Well, not exactly as humanity is “by nature.” What humanity is in its “fallen nature” is more to the point. We’ll come back to this in a second. At any rate, humans as we actually are cannot truly know the true God through a natural theology, but only through God’s revelation.

“Anthropology” is not the route to humanity’s ability to know God.

Interestingly, and again, perhaps, surprisingly, Barth is equally insistent that ecclesiology, humanity as addressed by the church, is not the humanity able to receive the revelation of God. Humanity in the church is as liable to deception about its understanding of God as humanity in general. It is as liable to control it for its own purposes, as humanity in general.

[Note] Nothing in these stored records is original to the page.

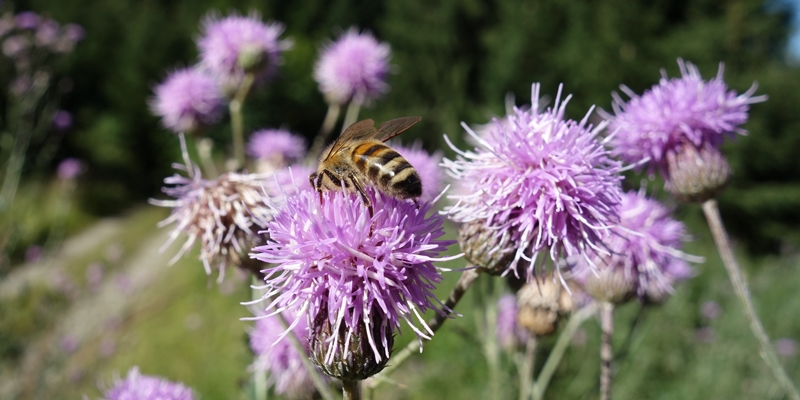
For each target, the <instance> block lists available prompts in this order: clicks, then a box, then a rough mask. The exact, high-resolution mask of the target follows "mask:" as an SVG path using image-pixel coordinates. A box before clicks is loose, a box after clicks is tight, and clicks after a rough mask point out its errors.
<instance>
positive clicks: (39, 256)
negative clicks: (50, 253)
mask: <svg viewBox="0 0 800 400" xmlns="http://www.w3.org/2000/svg"><path fill="white" fill-rule="evenodd" d="M42 253H43V251H42V246H38V245H32V246H28V248H27V249H25V262H28V263H34V262H36V261H39V259H40V258H42Z"/></svg>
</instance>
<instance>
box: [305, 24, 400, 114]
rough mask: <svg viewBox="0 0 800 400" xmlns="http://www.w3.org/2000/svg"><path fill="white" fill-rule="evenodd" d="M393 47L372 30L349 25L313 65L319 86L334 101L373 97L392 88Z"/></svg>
mask: <svg viewBox="0 0 800 400" xmlns="http://www.w3.org/2000/svg"><path fill="white" fill-rule="evenodd" d="M390 56H391V47H390V46H389V44H387V43H385V42H378V41H377V40H376V39H375V37H374V36H372V34H370V33H368V32H365V33H358V30H357V29H355V28H350V29H349V30H348V31H347V32H345V34H344V35H342V36H341V37H340V38H339V40H337V41H336V42H334V43H331V44H329V45H327V46H325V47H324V48H323V49H322V53H321V54H320V57H319V60H318V61H317V63H316V65H315V66H314V79H315V80H316V81H317V83H319V90H320V91H321V92H322V93H323V94H324V95H325V97H326V98H327V100H328V101H329V102H331V103H333V104H344V103H347V102H348V101H350V100H351V99H354V98H359V99H360V100H359V101H370V100H372V99H376V98H378V97H379V96H380V95H382V94H383V93H386V91H388V90H389V86H388V85H387V84H386V75H388V73H389V58H390Z"/></svg>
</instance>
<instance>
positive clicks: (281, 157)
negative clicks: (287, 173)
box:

Though I don’t recall Barth saying so explicitly, I wonder if this twin denial isn’t a recurrence of Barth’s regular two-sided glance: on the one hand he wants to show how evangelical dogmatics stands over against Christian liberalism; on the other he wants to show how it stands over against Roman Catholicism.

If not anthropology or ecclesiology, then on what basis can we discover humanity’s readiness for God? Unsurprisingly, it comes from Christology.

God is [the] known Knower in the triune, eternal relationship between Father and Son. This Son who has eternally known God, becomes human, thus joining the eternal self-knowing God with human flesh. How can people know God? Because, on the human side as well as the divine, God knows Godself. “On the human side” meaning, in this case, the humanity of the God-man.

I have a couple of questions about Barth’s construction.

First, do his stances against anthropology and ecclesiology as means by which we might see that God is knowable to people underplay the significance of Christ as The Human One and of the church as the Body of Christ? In the salvation story, there is a redefinition of humanity, of “image of God,” of the people of God, of “the church,” that is derivative from Christ himself.

Does Barth take this incorporation into Christ seriously enough in his denial that as humans or as the church we can know God?

Second, and related, does Barth give too much play to sin as a defining element in our human nature? Not that all humans aren’t born in sin and all the rest. But being sinful isn’t at the core of what it means to be human. Yes, it’s the reality that we are born into and from which Christ ushers us into a better future.

But Christ was fully human, and yet without sin. So if it’s sinfulness that keeps us from knowing God, it’s not our humanness that keeps us from God, but instead it’s the lack of true humanness that keeps us from knowing God.

So then, third, why is it that Christ offers a new humanity in which God is knowable? Is it because Christ is God? Or is it because Christ is truly human? Has Barth retreated too quickly to the Trinity rather than taking full stock of the inherent value of humanity as created in God’s image and recreated in the image of God in Christ?

That’s the real fun stuff. On a side note: is there a difference between natural theology and general revelation? The latter phrase keeps the requirement of “revelation” on the table, as Barth says is necessary, but allows for a broader compass of revelation than we find in only scripture, Christ, and preaching.